David83
Advanced Member level 1
Hi,
I have this equation:
\[g_1^*(q)h_1^*(q)g_1(q^{-1})h_1(q^{-1})+g_2^*(q)h_2^*(q)g_2(q^{-1})h_2(q^{-1})\]
where
\[g_1(q^{-1})=g_{10}+g_{11}q^{-1}+\cdots+g_{1N}q^{-N}\]
and the same for h. \[q^{-1}\] is the time delay unit, and \[q\] is the time advance unit. I need to find the spectral factorization of this in the form of \[f(q^{-1})f^*(q)\], and I have no clue how to do that. Any hint will be highly appreciated.
Regards
I have this equation:
\[g_1^*(q)h_1^*(q)g_1(q^{-1})h_1(q^{-1})+g_2^*(q)h_2^*(q)g_2(q^{-1})h_2(q^{-1})\]
where
\[g_1(q^{-1})=g_{10}+g_{11}q^{-1}+\cdots+g_{1N}q^{-N}\]
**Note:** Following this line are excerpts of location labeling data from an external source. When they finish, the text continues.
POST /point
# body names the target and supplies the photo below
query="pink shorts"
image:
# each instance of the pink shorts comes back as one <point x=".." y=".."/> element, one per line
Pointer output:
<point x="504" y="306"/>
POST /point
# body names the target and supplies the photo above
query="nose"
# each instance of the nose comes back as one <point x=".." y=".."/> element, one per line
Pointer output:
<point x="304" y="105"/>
and the same for h. \[q^{-1}\] is the time delay unit, and \[q\] is the time advance unit. I need to find the spectral factorization of this in the form of \[f(q^{-1})f^*(q)\], and I have no clue how to do that. Any hint will be highly appreciated.
Regards